Her new book A Fish Has No Word For Water won 2023 Independent Publisher Book Awards GOLD and has been selected as National Indie Book Awards 2023 Finalist. KIRKUS called it “Gripping.” BookLife/Publisher's Weekly describes it as a “Superb memoir” with "Sharp dialogue, incisive observations, and polished prose." Blue's book on personal digital privacy and security, The Smart Girl’s Guide to Privacy, was praised by ELLE Magazine as, “An illuminating handbook for women.” Ingram Collection Development Librarian Becky Walton wrote, “Highly recommended for public and school libraries, as well as social science and technology classes.” Violet has presented two Google Tech Talks, she is a crisis counselor, a harm reduction educator and a media crisis NGO trainer. Ms. Blue's father was a nuclear engineer and mother was a defense engineer for the US government. Blue is the only surviving member of her family and grew up homeless on the streets of San Francisco.

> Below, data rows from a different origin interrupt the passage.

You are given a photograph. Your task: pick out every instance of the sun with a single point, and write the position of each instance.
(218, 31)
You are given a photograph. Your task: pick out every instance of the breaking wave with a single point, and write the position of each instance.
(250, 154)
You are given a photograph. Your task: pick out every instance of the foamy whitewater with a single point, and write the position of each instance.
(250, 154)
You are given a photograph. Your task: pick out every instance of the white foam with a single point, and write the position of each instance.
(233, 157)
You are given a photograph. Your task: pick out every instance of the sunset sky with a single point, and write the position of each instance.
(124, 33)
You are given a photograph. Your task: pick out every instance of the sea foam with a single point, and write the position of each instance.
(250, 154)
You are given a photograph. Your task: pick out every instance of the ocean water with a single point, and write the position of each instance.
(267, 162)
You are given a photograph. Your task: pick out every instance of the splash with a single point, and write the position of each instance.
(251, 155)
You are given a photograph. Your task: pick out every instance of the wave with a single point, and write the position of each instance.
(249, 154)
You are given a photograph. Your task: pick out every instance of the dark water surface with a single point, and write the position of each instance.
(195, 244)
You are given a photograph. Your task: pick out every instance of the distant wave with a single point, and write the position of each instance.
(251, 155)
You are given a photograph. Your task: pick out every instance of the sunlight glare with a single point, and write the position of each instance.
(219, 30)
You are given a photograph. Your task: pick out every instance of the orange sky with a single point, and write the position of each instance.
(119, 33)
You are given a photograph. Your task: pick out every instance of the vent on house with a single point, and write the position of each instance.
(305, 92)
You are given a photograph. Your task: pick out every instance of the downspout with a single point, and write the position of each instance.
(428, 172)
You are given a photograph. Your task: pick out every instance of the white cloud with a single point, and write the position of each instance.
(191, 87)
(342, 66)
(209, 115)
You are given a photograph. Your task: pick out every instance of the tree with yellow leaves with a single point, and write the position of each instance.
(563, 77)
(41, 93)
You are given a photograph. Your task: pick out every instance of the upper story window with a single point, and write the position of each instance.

Violet has joined the Stout Research Centre as a long-term visiting scholar position to undertake research on her next book.

Professor Takeshi Ohno

Takeshi Ohno is professor of Labour Sociology in College of Social Science at Ritsumeikan University, Kyoto. He is the author of Work in Lean Production System: Based on Participant Observations at Automobile Factories, Ochanomizu Press, Tokyo which received the Incentive Award from the Japanese Association of Labor Sociology in 2004. His research interests include international comparison of industrial relations and labour protections laws, especially minimum wage laws. Among his latest papers are: ‘1130-1212 Birth of Craft Gilds in England and London’s Wage Regulation Ordinance,’ and ‘Anti-Sweating Campaign and the First Minimum Wage Law in the United States: Compared to the United Kingdom.’ As New Zealand is the first country to enact the minimum wage law in the world, he is delighted to be accepted by the Stout Research Center as a visiting scholar. Professor Ohno will arrive in September 2024.

Dr Doug Munro

BA Flinders University, PhD Macquarie University, FRHistS

Research
Doug was an Associate of the Stout Centre in the early 2000s.  He has returned to the Centre to work on a project titled ‘Home Front Casualties: war-related suicides in World War II New Zealand.  This is in association with John C. Weaver of MacMaster University, who himself has been affiliated with the Stout Centre.  Doug’s initial research focused on the nineteenth century Pacific Islands, and especially on indentured labour and plantation systems. During this time he lectured at universities in Queensland and at the University of the South Pacific in Fiji, where he was Associate Professor and Head of History/Politics.  Since the late 1990s Doug has switched to biographical writing on historians, the politics of senior academic appointments, and the Australian history wars.  Between 2005 and 2012 he combined this research with the history of suicide in 20th century New Zealand, in association with John Weaver.

More recently Doug has written on the ‘new’ Australian universities of the 1960s, as well as papers on historians of Indo-Fijian indenture, including his close friend Brij V. Lal (1952–2021).  A follow-up paper on this theme (titled ‘The Colonial Oversight of Historical Research: a case study from 1950s Fiji’) will also be written at the Stout Centre.